Long before Ken Griffey Jr. was an honorary teammate who was more mentor than ballplayer, he was, well, a ballplayer.
A dang good one.
The Kid burst onto the baseball scene in the 1990s with a sweet swing and a charming smile, doing his part alongside grunge rock, Starbucks and Microsoft to put Seattle on the map.
Now, 22 years after the Mariners drafted him No. 1 overall, Griffey is calling it a career, no longer OK with being merely a clubhouse presence and a sub-.200 hitter (.184 in 2010, to be exact).
Griffey wasn’t at the ballpark on Wednesday, June 2, and his retirement announcement came via prepared statement. He talked about not wanting to be a distraction, and about leaving of his own will.
It was certainly a subdued way to say goodbye to one of Seattle’s all-time great sports personalities, the guy who brought fun, and winning, to a team that had been in short supply of both.
If Griffey went out like a lamb, though, let’s not forget he came in like a lion.
His charisma, big bat and that ever-present backwards ballcap helped revive a struggling franchise that was thisclose to relocating out of the Northwest.
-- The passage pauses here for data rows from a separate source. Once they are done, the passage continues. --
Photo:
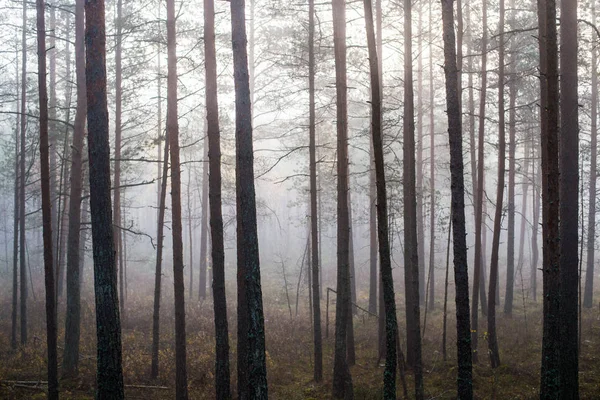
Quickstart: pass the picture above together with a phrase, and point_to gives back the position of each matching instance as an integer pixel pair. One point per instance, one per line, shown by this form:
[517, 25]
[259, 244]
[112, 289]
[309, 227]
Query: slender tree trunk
[23, 270]
[591, 240]
[204, 224]
[569, 204]
[109, 378]
[461, 275]
[252, 370]
[419, 165]
[510, 251]
[222, 374]
[342, 380]
[73, 314]
[491, 320]
[46, 207]
[391, 325]
[550, 385]
[431, 173]
[16, 219]
[158, 268]
[314, 227]
[181, 389]
[411, 254]
[478, 277]
[117, 166]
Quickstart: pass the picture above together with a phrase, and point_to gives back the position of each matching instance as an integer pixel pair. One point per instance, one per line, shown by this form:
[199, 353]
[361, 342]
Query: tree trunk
[391, 325]
[222, 374]
[16, 218]
[117, 166]
[252, 370]
[23, 270]
[158, 267]
[411, 256]
[550, 386]
[73, 314]
[108, 325]
[181, 389]
[431, 176]
[204, 224]
[591, 240]
[510, 251]
[314, 227]
[46, 207]
[342, 380]
[569, 204]
[461, 275]
[491, 320]
[478, 276]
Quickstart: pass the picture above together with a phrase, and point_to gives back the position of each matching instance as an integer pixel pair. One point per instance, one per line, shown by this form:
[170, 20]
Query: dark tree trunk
[118, 130]
[411, 256]
[252, 369]
[569, 204]
[204, 224]
[491, 320]
[16, 219]
[431, 278]
[342, 380]
[109, 379]
[73, 314]
[158, 267]
[46, 207]
[510, 250]
[591, 239]
[478, 277]
[550, 386]
[461, 276]
[181, 389]
[23, 183]
[314, 224]
[389, 375]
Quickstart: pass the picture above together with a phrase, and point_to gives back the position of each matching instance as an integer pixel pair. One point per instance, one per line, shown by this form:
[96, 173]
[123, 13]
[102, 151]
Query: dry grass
[289, 345]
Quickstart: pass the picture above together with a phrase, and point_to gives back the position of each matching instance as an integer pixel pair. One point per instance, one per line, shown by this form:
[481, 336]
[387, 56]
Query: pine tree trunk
[411, 254]
[46, 207]
[569, 203]
[108, 326]
[222, 374]
[314, 223]
[461, 277]
[181, 389]
[73, 314]
[550, 199]
[342, 380]
[491, 320]
[252, 370]
[591, 237]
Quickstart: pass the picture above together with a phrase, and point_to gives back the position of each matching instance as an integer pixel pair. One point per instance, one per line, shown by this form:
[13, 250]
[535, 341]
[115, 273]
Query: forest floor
[290, 350]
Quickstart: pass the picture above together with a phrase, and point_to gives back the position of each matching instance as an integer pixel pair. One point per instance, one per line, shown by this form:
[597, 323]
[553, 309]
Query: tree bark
[411, 255]
[252, 370]
[222, 374]
[391, 325]
[181, 389]
[51, 333]
[461, 275]
[591, 237]
[342, 380]
[73, 314]
[314, 223]
[491, 320]
[550, 385]
[108, 326]
[569, 204]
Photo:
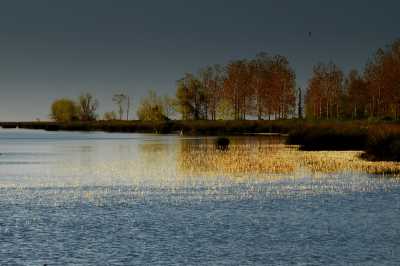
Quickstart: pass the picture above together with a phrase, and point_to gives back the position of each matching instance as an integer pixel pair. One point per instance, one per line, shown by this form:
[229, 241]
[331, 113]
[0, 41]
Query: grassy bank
[165, 127]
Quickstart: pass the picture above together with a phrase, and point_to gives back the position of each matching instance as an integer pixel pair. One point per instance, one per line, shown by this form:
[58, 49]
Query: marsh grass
[277, 159]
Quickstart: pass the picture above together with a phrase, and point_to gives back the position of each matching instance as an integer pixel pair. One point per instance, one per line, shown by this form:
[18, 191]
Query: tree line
[263, 87]
[374, 93]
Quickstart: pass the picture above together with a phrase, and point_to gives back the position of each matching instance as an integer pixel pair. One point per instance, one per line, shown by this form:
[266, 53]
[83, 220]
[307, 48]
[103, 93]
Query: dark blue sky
[51, 49]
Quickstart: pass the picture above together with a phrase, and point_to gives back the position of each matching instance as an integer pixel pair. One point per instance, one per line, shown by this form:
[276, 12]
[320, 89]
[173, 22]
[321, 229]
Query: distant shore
[379, 139]
[199, 127]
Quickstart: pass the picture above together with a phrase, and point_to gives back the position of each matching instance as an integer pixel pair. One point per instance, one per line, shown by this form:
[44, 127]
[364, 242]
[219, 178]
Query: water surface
[133, 199]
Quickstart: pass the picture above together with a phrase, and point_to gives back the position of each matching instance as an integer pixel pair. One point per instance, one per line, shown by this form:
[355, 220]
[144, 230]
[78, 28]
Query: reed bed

Many pro athletes possess features that make them likable to fans; Griffey’s playful attitude and immense talent made him lovable, especially in Seattle.
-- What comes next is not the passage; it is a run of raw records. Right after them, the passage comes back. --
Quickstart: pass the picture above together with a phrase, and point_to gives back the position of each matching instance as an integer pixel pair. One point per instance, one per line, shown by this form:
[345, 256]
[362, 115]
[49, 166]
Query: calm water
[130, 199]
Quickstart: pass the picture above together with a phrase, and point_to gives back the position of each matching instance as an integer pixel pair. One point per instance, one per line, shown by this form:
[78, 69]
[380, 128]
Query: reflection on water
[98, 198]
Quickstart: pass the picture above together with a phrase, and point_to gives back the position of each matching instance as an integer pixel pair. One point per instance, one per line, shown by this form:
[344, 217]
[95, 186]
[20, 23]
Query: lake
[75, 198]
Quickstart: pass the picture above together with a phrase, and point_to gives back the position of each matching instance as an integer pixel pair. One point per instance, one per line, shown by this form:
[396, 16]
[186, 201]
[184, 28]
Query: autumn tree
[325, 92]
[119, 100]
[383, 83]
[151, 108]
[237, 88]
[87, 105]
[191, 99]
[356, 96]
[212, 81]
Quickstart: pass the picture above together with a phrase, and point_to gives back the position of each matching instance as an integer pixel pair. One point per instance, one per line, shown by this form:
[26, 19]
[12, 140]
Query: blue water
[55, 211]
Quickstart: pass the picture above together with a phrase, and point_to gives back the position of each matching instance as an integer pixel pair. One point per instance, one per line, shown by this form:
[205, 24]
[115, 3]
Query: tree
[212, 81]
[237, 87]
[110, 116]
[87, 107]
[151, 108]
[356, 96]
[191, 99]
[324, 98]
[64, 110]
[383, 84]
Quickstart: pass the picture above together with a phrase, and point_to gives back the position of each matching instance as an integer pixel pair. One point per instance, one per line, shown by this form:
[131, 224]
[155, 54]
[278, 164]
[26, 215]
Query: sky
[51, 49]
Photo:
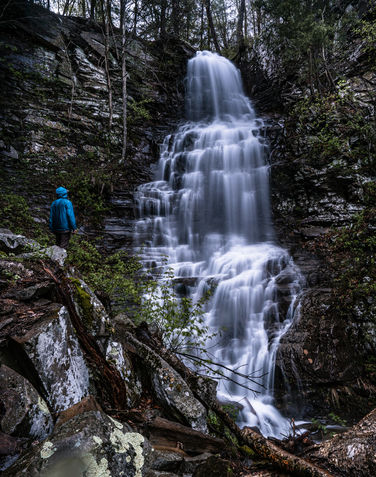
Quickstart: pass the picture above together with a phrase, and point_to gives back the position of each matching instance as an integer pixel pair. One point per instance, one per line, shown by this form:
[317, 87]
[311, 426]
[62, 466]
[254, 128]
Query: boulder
[24, 412]
[168, 387]
[90, 444]
[14, 243]
[54, 350]
[352, 453]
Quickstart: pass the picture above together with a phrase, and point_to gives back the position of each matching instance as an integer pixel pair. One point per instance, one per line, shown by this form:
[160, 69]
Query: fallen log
[112, 389]
[263, 447]
[171, 434]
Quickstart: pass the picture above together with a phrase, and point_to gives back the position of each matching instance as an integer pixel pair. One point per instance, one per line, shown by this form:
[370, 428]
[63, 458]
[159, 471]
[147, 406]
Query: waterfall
[208, 211]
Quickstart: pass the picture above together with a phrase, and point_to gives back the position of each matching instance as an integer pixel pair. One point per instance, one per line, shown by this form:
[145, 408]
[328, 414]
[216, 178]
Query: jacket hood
[61, 192]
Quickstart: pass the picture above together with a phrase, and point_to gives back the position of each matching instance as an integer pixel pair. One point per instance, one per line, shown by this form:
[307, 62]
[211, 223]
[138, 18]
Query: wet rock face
[55, 112]
[24, 412]
[90, 444]
[323, 357]
[59, 361]
[352, 453]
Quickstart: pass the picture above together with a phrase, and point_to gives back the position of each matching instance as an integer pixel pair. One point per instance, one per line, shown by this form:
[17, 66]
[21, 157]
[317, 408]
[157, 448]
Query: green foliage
[15, 214]
[113, 276]
[231, 410]
[85, 190]
[120, 277]
[84, 301]
[334, 129]
[350, 252]
[180, 320]
[367, 31]
[338, 420]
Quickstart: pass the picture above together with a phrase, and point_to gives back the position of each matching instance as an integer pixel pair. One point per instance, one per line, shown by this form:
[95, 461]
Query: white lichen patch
[42, 405]
[95, 469]
[122, 442]
[116, 423]
[119, 441]
[59, 360]
[115, 353]
[97, 440]
[354, 449]
[47, 450]
[136, 440]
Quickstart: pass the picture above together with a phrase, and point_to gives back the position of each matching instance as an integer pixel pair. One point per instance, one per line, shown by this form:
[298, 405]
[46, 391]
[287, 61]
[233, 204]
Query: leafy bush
[120, 277]
[15, 214]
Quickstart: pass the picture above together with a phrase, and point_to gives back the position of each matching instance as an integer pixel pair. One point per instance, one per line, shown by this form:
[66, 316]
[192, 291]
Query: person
[62, 220]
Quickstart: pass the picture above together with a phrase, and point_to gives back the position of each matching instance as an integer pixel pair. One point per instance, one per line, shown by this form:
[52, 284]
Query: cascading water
[209, 213]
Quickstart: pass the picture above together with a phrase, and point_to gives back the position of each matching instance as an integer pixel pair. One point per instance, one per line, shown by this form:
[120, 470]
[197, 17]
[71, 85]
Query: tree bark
[112, 388]
[264, 448]
[213, 33]
[124, 81]
[239, 27]
[163, 20]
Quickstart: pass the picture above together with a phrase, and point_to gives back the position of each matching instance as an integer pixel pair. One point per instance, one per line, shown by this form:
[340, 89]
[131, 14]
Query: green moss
[247, 451]
[84, 301]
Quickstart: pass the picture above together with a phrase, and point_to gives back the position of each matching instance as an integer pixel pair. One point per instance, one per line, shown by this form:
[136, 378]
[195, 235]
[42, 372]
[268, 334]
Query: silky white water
[208, 211]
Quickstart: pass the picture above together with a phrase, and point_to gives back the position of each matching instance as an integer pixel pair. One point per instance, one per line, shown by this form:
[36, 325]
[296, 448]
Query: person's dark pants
[62, 239]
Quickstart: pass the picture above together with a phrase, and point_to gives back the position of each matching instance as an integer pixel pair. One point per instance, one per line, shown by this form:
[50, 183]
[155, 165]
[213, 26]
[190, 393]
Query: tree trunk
[112, 388]
[239, 27]
[135, 18]
[124, 81]
[175, 17]
[202, 27]
[105, 11]
[93, 5]
[263, 447]
[213, 33]
[162, 22]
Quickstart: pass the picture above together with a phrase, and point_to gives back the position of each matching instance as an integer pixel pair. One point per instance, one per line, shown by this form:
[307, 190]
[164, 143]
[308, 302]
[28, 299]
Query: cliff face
[323, 198]
[54, 130]
[55, 112]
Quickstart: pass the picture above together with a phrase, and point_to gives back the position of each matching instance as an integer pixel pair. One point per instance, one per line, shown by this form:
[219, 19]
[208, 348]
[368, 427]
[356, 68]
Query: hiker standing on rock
[62, 220]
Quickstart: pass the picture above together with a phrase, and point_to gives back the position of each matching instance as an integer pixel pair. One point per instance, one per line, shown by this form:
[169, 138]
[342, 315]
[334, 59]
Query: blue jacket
[61, 215]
It’s tough to measure Junior’s impact on the Mariners, but consider this: The franchise opened for business in 1977. The M’s drafted Griffey in 1989. Two years later, the team had its first winning season – ever. That’s 14 years of sub-.500 ball. In 1995, the Mariners won their first American League Division Series, and in 2001, the team set a club record with 116 regular-season wins.
Griffey was already gone to Cincinnati by the ’01 season, traded to the Reds so he could play for his hometown team, but he played a direct role in Seattle’s earlier milestones and, perhaps, an indirect role in that latter one.
Winning is, as much as anything, a culture, something that must be learned, practiced and expected in order to be achieved often, and before Junior came to town, Seattle had not even graduated to the learning stage of that process.
Griffey played in 127 games his rookie season, hitting 16 home runs and 61 RBIs, and he hardly looked back after that. By the late ’90s, he was topping 40 homers and 140 RBIs per season, turning in back-to-back seasons with 56 home runs in 1997 and 1998, with 147 RBIs the first year and 146 the next.
Griffey leaves the game with 630 homers and an all-but-certain first-ballot ticket to the Hall of Fame.
He showed flashes of brilliance after leaving Seattle in 2000, belting 40 homers that season for the Reds and 35 in 2005, but injuries kept him from setting the MLB records many thought he would crush. He played for the Chicago White Sox in 2008 before returning to Seattle in 2009.
Junior insisted his role with the Mariners would be that of a mentor to Seattle’s younger players, and he also took on the unofficial role of clubhouse prankster. He performed both duties the same way he approached being a slugger earlier in his career – with an effort that appeared to be effortless and a smile that flashed easily and often.
Just like in his heyday, you got the sense that Junior was simply having more fun than anyone else.
That all changed in 2010, as The Kid’s bat finally started to show his age, practically begging for a new nickname for the 40-year-old former slugger.
Griffey wasn’t playing as much, hadn’t hit a home run in 98 at-bats and there was the matter of that .184 average – 100 points below his career mark.
If Griffey was disgruntled over not getting playing time, he never said so. He knew his place with the team, and insisted he didn’t want to be a distraction.
The game clearly was just no longer fun for him – a sad thing for Mariners fans, considering how fun he made it for them, for so many years.